Dave Canales' future with Carolina Panthers may still depend on Bryce Young
However, the bigger issue might not be Canales at all. It's whether quarterback Bryce Young can prove last season wasn't a fluke either.
Young threw for 3,011 passing yards, 23 touchdowns, and 11 interceptions in 2025 with a 63.6 percent completion rate. Those are legitimate numbers. The Panthers also exercised his fifth-year option, a $25.9 million guarantee, and general manager Dan Morgan told Adam Schein on Mad Dog Sports Radio that an extension will come "at the right time."
Sounds like progress.
But Canales handed play-calling duties to offensive coordinator Brad Idzik this offseason, a notable shift for an offense-minded head coach who built his reputation developing quarterbacks with the Seattle Seahawks and Tampa Bay Buccaneers.

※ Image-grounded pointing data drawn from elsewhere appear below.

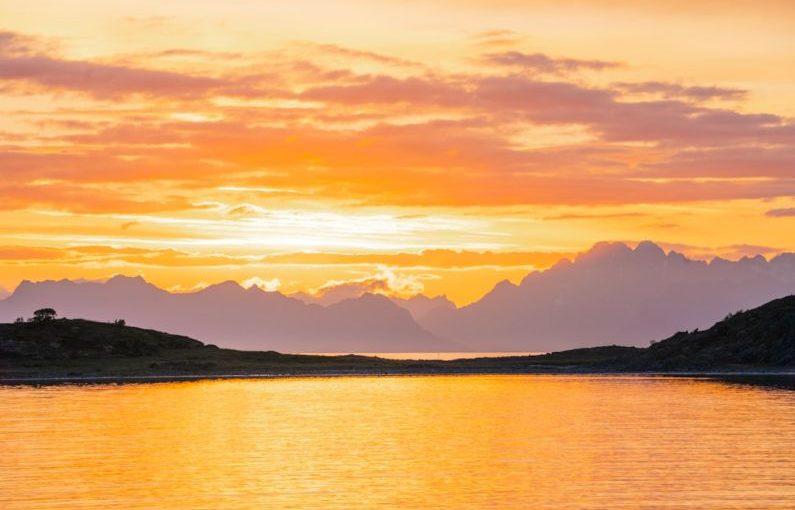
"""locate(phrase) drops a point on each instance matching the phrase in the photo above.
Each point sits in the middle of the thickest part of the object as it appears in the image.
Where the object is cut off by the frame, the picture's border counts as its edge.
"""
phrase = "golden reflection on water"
(502, 442)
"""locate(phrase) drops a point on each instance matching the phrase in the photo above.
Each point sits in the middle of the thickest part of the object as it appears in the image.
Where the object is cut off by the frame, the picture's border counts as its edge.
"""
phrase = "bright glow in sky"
(447, 144)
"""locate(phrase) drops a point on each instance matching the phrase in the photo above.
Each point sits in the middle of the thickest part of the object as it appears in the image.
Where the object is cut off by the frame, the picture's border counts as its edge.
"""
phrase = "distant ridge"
(232, 316)
(613, 294)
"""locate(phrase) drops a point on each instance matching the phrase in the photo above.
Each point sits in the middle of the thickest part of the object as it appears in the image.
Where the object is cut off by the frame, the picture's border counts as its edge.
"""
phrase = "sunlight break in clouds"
(235, 134)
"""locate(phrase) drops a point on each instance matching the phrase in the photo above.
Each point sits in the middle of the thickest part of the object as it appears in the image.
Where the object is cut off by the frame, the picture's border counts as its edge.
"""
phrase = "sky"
(437, 146)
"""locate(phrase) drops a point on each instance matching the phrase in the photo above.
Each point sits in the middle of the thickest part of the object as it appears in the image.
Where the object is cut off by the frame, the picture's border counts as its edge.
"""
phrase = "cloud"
(102, 81)
(541, 63)
(675, 90)
(385, 282)
(497, 38)
(781, 213)
(271, 285)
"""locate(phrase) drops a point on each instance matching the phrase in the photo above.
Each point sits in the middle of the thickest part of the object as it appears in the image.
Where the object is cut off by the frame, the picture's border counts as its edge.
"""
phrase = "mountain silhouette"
(613, 294)
(418, 305)
(229, 315)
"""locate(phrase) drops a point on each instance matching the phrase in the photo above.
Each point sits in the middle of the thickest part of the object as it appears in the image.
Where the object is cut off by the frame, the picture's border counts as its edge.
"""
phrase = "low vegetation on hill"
(44, 347)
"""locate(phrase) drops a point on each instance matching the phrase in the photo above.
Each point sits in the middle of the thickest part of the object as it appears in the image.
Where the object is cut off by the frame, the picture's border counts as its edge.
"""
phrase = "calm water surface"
(502, 442)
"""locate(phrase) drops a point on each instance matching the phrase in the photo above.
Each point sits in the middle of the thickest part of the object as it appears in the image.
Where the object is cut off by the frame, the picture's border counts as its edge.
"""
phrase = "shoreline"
(165, 378)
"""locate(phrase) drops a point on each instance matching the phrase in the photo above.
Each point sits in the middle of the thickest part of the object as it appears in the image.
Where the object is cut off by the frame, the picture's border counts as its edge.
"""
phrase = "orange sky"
(440, 146)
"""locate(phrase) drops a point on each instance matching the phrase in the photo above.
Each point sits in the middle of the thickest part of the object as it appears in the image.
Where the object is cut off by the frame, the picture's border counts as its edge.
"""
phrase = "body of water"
(458, 442)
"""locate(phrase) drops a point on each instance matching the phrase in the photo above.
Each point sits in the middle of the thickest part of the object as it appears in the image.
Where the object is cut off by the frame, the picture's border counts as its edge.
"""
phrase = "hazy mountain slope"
(613, 294)
(231, 316)
(420, 305)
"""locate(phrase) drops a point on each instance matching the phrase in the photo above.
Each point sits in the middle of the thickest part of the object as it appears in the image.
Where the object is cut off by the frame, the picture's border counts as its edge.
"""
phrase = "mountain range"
(611, 294)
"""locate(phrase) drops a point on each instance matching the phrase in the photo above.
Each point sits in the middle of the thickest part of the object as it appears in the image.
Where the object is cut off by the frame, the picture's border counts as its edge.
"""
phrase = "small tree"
(44, 314)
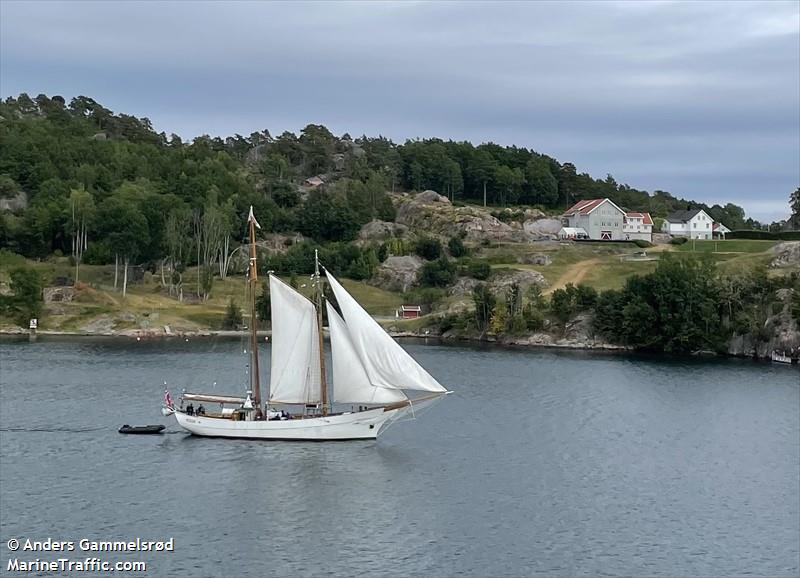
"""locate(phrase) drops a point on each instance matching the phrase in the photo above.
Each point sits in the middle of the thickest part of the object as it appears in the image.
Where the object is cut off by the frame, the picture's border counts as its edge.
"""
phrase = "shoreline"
(538, 340)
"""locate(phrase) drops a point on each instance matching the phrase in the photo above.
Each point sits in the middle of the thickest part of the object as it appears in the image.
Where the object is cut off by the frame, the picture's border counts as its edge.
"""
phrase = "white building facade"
(693, 224)
(600, 218)
(638, 226)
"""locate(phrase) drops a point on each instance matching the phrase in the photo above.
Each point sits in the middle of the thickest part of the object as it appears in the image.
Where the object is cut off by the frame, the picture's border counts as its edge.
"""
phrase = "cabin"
(314, 182)
(408, 312)
(572, 233)
(638, 226)
(691, 223)
(601, 219)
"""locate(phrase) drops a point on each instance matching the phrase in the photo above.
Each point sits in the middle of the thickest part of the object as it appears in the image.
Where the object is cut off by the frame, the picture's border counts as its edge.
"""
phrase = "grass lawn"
(727, 246)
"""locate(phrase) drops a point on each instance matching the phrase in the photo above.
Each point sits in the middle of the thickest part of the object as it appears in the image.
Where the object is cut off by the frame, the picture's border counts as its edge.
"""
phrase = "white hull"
(362, 425)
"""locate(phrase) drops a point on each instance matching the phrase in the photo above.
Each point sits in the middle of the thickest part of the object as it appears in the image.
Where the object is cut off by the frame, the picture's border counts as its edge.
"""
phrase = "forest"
(106, 187)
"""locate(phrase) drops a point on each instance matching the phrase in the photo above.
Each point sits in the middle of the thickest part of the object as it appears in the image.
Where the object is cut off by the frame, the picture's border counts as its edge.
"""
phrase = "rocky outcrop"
(780, 332)
(397, 273)
(535, 259)
(787, 254)
(463, 286)
(542, 228)
(433, 214)
(379, 231)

Canales framed the decision as the best thing for the offense going forward, citing Idzik's continuity with the system and the players. Fair enough. The question is whether it works.
If Young regresses, Moton noted, Canales gets some of that blame regardless. An offensive head coach who's no longer calling plays still owns the results. That's the deal.
To make matters worse, the NFC South won't bail them out this time. The Atlanta Falcons, New Orleans Saints, and Buccaneers should all be better. The Panthers have made some noise this offseason, too, but the margin for error is smaller now.
Canales has done real work in Carolina. The culture has shifted, the roster is younger and more athletic, and Young is developing encouragingly despite the ongoing skeptics. But if the Panthers cannot attain a winning record next time around, questions will no doubt be asked of the current project.
Panthers fans have watched team owner David Tepper make decisions that defied logic. A step backward in 2026, especially if Young goes with it, could leave Canales' status looking increasingly shaky.